Surg Endosc. 2000 Mar;14(3):296. doi: 10.1007/s004649901206. Epub 2000 Feb 12.
Due to recent improvements in radiographic technique, computed tomography (CT) occasionally delineates small hepatocellular carcinomas (HCCs) that are invisible with sonography. However, surgery has not been a viable option for these lesions because of the absence of tumor localization. We describe a new technique of preoperative tumor localization using a hookwire to guide laparoscopic surgery for such HCCs. A 68-year-old man with HCC had tumor recurrence after chemoembolization. Two recurrent lesions, 10 mm or less in diameter, located in segment III were demonstrated; not by sonography but by Lipiodol CT. We successfully placed a hookwire into the tumor through a 21-gauge needle under the guidance of CT. The hookwire instrument provided the only clue of tumor location at laparoscopy. The liver around the hookwire was thoroughly coagulated. The postoperative course was uneventful, and the tumor was completely ablated. Preoperative CT-guided hookwire placement is useful to localize and to laparoscopically treat small hepatic lesions.

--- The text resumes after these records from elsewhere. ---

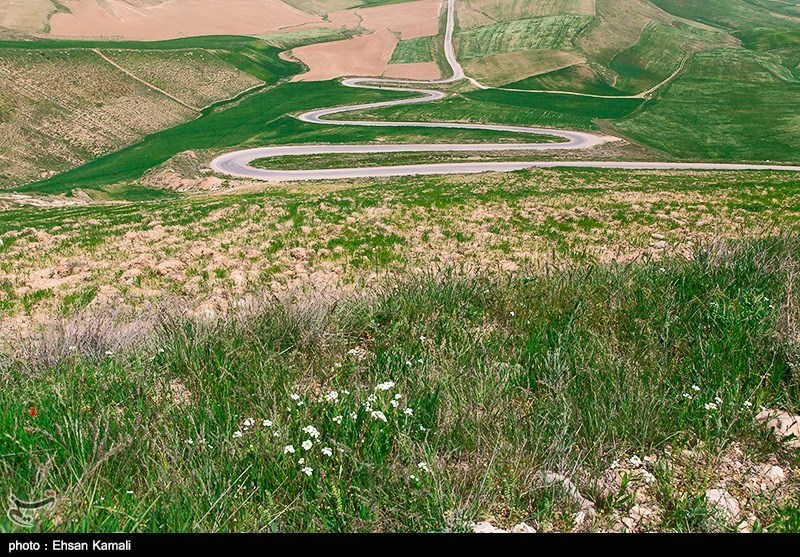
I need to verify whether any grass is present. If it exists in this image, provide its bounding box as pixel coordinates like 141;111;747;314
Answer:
391;37;437;64
457;16;592;60
0;237;800;532
615;49;800;162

由于近期放射成像技术的改进,计算机断层扫描(CT)偶尔能检测出超声检查无法发现的小肝细胞癌(HCC)。然而,由于无法进行肿瘤定位,手术并非这些病灶的可行治疗选择。我们描述了一种术前肿瘤定位新技术,即使用钩丝引导腹腔镜手术治疗此类肝癌。一名68岁的肝癌男性患者在化疗栓塞后出现肿瘤复发。通过碘油CT发现了位于Ⅲ段的两个直径10毫米或更小的复发病灶,而超声检查未发现。我们在CT引导下通过21号针成功将钩丝置入肿瘤。钩丝器械是腹腔镜检查时肿瘤定位的唯一线索。围绕钩丝的肝脏组织被彻底凝固。术后过程顺利,肿瘤被完全消融。术前CT引导下放置钩丝有助于定位并通过腹腔镜治疗小肝脏病灶。